Food Network has become one of my favorite channels in recent months. I’m not sure why that is, and my wife regularly makes fun of me for it. Shows like Beat Bobby Flay, Restaurant Impossible, and Chopped are some of my favorite programs on television (admit it: a Diners, Drive-Ins, and Dives marathon kills your productivity too).

Cooking competitions, while typically having a similar format, are always intriguing. Chefs are given an almost impossible time constraint mixed with some curveball of a challenge (like “make great tacos in 20 minutes with eel,  goat cheese, and Apple Jacks”). I think I (and others) like watching these competitions to see what the chefs will do with what is in front of them.

No matter the show, I’ve noticed one thing: doing too much almost always results in a loss. Some chefs get overconfident and try to do more than the time will allow. Yes, they finish, but their food is subpar at best. Often the winner is the one who is focused on doing a few things really well.

Sound familiar?

As a tech-loving, social media using millennial, I can be easily distracted. While I do love my iPhone, it can quickly go from a tool to a toy. And once that happens, I lose focus on what is front of me. This loss of focus almost impacts my work in a negative way.
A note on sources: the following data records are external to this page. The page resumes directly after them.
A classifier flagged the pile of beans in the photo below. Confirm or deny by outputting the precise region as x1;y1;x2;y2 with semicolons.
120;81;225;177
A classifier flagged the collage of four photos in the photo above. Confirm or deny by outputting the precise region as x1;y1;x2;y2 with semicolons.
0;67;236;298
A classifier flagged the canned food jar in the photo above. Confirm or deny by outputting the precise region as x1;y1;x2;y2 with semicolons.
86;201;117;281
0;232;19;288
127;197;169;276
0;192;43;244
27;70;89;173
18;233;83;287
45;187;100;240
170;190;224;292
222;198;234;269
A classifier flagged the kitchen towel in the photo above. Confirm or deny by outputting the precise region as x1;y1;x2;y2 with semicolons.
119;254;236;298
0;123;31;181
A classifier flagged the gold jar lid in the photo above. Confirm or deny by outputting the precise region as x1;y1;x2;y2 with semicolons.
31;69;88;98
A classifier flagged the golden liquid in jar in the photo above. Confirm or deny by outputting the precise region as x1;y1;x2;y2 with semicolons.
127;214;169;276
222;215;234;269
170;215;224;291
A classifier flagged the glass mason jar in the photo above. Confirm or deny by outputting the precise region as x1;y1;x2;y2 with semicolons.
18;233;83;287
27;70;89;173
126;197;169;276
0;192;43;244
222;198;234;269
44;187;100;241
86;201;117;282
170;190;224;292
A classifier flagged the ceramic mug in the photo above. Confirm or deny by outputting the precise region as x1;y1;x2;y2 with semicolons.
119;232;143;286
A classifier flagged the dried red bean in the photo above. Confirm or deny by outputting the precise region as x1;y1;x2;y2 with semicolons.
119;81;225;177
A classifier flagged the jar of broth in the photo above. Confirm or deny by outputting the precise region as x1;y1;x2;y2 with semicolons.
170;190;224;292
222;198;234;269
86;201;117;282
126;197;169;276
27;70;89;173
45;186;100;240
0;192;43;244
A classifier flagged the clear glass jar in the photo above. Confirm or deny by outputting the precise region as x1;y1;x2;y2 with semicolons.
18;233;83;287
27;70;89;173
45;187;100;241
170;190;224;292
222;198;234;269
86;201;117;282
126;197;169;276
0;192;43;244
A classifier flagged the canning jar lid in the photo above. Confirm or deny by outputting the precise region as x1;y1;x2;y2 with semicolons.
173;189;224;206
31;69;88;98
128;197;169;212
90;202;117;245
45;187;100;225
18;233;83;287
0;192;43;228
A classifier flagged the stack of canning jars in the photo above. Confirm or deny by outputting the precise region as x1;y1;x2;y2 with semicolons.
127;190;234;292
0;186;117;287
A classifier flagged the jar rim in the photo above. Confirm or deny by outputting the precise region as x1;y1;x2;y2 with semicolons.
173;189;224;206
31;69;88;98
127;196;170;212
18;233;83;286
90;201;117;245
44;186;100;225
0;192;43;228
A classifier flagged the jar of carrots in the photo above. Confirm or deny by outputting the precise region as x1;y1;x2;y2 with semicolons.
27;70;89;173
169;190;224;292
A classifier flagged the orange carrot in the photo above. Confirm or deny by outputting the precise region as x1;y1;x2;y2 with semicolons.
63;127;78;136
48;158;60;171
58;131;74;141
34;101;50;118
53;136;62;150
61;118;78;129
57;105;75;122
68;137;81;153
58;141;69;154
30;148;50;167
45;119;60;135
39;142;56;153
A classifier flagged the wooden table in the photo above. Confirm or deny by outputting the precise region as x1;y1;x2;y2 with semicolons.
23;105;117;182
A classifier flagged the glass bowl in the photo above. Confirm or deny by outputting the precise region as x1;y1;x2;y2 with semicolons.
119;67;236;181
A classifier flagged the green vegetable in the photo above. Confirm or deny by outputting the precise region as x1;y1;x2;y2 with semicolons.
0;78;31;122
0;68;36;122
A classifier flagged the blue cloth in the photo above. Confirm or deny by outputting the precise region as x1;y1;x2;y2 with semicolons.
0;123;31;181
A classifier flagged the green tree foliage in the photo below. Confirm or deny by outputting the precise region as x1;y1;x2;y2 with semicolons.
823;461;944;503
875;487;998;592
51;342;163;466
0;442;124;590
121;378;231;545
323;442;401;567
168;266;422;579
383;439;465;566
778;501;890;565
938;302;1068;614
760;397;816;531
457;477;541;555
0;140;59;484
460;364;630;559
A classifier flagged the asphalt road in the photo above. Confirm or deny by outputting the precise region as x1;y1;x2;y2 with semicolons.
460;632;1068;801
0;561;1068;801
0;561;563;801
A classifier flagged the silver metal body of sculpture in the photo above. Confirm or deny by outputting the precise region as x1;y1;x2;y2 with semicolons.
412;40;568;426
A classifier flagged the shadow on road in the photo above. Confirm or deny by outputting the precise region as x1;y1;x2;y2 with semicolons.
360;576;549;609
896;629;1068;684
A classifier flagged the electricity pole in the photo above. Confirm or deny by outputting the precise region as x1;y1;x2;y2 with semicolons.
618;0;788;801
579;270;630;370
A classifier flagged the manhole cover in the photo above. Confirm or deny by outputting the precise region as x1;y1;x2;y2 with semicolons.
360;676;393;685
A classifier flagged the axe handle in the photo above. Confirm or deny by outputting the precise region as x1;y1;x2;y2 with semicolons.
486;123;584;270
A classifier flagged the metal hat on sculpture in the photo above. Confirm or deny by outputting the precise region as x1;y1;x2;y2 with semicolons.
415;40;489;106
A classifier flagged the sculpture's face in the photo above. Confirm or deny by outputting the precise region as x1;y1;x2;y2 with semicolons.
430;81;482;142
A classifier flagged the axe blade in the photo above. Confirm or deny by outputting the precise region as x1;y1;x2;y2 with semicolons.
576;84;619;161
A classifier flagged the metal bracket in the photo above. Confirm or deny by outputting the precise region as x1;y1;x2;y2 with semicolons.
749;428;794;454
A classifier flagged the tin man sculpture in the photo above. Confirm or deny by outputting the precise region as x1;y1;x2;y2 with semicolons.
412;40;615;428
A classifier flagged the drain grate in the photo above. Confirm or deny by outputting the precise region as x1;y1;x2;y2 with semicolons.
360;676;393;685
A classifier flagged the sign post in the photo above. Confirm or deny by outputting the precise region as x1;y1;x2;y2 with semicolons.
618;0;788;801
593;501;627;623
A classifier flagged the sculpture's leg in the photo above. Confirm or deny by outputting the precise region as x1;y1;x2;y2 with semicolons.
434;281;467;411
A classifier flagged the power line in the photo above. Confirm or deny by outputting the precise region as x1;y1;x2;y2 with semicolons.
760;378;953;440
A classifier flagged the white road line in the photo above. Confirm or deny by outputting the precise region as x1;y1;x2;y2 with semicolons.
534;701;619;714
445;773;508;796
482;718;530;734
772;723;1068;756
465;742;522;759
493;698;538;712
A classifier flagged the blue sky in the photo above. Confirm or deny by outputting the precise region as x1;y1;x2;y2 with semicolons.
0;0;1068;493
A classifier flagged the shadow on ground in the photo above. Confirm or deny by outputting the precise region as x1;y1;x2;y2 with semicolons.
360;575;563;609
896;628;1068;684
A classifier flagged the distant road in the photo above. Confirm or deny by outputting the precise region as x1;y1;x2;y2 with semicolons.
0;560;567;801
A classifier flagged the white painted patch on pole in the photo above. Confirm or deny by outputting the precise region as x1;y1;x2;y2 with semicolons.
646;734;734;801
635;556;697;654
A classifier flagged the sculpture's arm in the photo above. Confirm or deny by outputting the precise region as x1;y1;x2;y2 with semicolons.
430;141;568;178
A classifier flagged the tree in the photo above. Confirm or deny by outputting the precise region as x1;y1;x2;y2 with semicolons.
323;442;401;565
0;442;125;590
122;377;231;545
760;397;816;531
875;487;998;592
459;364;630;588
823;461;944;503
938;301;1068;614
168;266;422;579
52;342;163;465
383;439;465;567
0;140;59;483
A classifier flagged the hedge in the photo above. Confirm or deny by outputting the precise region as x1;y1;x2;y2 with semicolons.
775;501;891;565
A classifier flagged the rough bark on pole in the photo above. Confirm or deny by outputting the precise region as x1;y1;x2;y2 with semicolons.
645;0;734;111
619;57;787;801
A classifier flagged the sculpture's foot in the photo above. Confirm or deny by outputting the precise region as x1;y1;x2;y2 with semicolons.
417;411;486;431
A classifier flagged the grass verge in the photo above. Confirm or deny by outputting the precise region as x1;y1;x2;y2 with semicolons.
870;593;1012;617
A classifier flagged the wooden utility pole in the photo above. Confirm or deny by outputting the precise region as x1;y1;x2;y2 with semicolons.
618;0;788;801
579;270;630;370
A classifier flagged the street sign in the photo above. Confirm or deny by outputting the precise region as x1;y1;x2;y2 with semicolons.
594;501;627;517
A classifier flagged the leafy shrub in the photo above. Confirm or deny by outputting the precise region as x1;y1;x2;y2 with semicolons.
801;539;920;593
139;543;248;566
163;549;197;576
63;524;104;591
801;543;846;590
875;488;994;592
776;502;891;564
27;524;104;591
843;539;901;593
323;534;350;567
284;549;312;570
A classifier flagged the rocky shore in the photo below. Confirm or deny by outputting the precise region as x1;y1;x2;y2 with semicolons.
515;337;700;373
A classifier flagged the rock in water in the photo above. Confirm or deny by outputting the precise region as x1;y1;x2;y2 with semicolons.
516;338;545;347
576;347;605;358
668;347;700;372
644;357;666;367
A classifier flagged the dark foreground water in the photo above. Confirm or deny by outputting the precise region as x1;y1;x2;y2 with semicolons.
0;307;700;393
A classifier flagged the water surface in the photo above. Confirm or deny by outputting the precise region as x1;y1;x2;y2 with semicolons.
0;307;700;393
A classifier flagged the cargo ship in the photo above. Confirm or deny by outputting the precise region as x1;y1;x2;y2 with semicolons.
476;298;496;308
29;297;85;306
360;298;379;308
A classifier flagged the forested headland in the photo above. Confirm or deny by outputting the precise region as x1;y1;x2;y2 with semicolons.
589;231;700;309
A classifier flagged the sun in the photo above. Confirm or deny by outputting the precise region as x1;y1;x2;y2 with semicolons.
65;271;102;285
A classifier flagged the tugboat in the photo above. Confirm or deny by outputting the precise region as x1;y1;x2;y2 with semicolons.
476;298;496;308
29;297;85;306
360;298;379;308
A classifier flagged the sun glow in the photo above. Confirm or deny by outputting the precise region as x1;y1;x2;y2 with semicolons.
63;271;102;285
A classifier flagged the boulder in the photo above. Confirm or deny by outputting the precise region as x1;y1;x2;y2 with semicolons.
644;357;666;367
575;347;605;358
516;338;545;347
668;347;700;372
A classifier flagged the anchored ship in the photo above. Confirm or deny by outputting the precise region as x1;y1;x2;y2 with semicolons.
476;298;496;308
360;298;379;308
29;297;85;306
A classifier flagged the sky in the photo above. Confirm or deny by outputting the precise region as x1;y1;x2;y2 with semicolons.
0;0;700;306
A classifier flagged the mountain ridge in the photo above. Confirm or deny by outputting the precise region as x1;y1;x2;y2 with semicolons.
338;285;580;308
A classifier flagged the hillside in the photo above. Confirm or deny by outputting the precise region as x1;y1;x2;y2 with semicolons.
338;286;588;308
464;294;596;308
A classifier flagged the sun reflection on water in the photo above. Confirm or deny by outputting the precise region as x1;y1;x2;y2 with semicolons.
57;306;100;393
Leaders must regularly work to define the areas that require the most focus, and then they must ruthlessly cut out everything else. This process is often referred to on food shows as “editing yourself.”  The ability to edit yourself-that is, make changes and cuts to what you are doing so that you produce only the best results-will separate you as a leader. Getting caught up on the appearance of sophistication can cause you to overlook the basics (can’t say how many times a chef will prepare a dish I can’t pronounce on Food Network, only to be told it needed salt).

Make it a priority to regularly define the areas where you need to focus most. Don’t worry about the fancy stuff. Focus on what is important, do it every day, and success will follow

What are your key areas of focus this year?